…or how I stopped worrying and learned to love the Ferber Method of making my baby cry it out.
It’s an obscure phrase for most folks, but, to the freshly reproduced community, the Ferber Method of sleep-training is the most controversial parenting technique this side of paddling. Supporters dub it a form of self-soothing therapy for babies, while critics decry it as a heartless “cry it out” technique and consider it cruel, if not outright child abuse. But I think not following it can be even crueler to both child and parent.
Devised by Dr. Richard Ferber in 1985 (based on an undeniably harsh sleep-training technique by turn-of-the-previous-century pediatrician Dr. Emmet Holt), the namesake method follows the basic idea that babies don’t sleep through the night because parents don’t teach them how.
Us adults wake up repeatedly though the night; we just don’t remember because we know how to fall back to sleep. Babies, however, don’t. Babies don’t know much of anything. It’s quite a freaking miracle that humans evolved to take over the planet considering how utterly useless our offspring are. Giraffes pop out of the womb and walk away; humans don’t even have neck muscles for three months! At such a young age, we can’t roll over, and we certainly can’t sleep through the night.
This is why that profane baby book Go the Fuck to Sleep (written by an exhausted father whose two-year-old took two hours to crash out) became such a viral phenomenon. Those months of waking up every few hours (so the baby can feed) turns early parenthood into an epic of intensity unmatched by any experience this side of war or famine. Sleep deprivation builds to the point where you don’t even notice it anymore, except maybe when your friends crack jokes about how much cooler it would be if you were a fast 28 Days Later zombie rather than a George Romero-brand slow one.
Well, it ain’t great for your kid, either—and certainly not when it goes on for years. Constantly waking every few hours is totally necessary for the first few months, because babies need to eat and their wee tummies can only hold a limited supply. But around the six-month mark they’re big enough to sleep through the night—if they could only figure out how.
The understandable inclination of most parents, including myself, is to rock your child to sleep on your chest. It is, quite simply, one of life’s most beautifully intimate experiences. But like other beautifully intimate experiences, it can be selfish, too.
If your child only knows how to fall asleep on you, then what happens when they wake up in the middle of the night alone in their crib? Answer: they freak out until you put them back on your chest. This is an untenable situation that robs both of you of sleep—and it can also go on forevs. Lots of kids take years to suss it out, either waking through the night, taking ages to go to bed or getting up at ungodly hours.
Now you can find as many child-rearing advice books as there are children to rear, and certainly my parenting experience is limited to my own just-turned-two-year-old Emile, who has been happily sleeping through the night since age seven months, when we Ferberized him.
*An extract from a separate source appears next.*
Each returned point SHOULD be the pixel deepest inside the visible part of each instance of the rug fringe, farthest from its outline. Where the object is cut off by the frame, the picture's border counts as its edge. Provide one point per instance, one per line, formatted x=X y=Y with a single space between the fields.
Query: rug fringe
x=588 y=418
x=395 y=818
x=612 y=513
OK, technically we didn’t quite use the Ferber Method, but a slightly softer approach dubbed The Sleepeasy Solution. Still, the premise is essentially the same.
Rather than putting your child down already asleep, you spend some quality cuddle time with them, develop a bedtime routine (mine involved singing songs from The Wizard of Oz and Guys and Dolls and reading Paola Opal’s awesomely illustrated book Totty) and then when they’re almost asleep you drop ‘em, drowsy, in their bed. They will cry. And you must walk away.
Not forever, though, which is what anti-Ferberites would have you believe. You wait five minutes and go back in to reassure your child that you still exist in the universe because, understandably, babies have permanence issues. Then you leave again, even though they’re probably crying even worse than before. You repeat this after 10 minutes and then again every 15 minutes until they’re asleep.
Theoretically, the child will realize that crying does not result in you picking them up and they’ll move on and go to sleep. It can take up to a week. Emile figured this out before we even hit the first 15-minute span—a grand total of 23 traumatic minutes—and has gladly gone to bed at 7 p.m. sharp and slept through the night ever since. Most babies aren’t that easy, I get that, but too many parents are too upset by the sound of their kids crying to give this method a go, leaving both sleep-deprived for months, if not years.
No-cry parenting is a relatively new phenomenon—for tens of thousands of years, parents have let their kids cry themselves to sleep and yet we still evolved into homo sapiens, created language, built the pyramids and developed iPhones. Claims that Ferber-induced distress causes permanent neurological and/or emotional damage are specious at best; no-cry parenting seems more about assuaging unwarranted parental guilt rather than doing what is truly best for your baby—which is to give their baby bodies the long, deep sleep they require to develop into healthy, happy children. They want structure and routine and parents who are not eternally exhausted.
Look, I love Emile more than everything, but I also know more than he does—and it is my job to teach him the basics of life. Like how to go the fuck to sleep.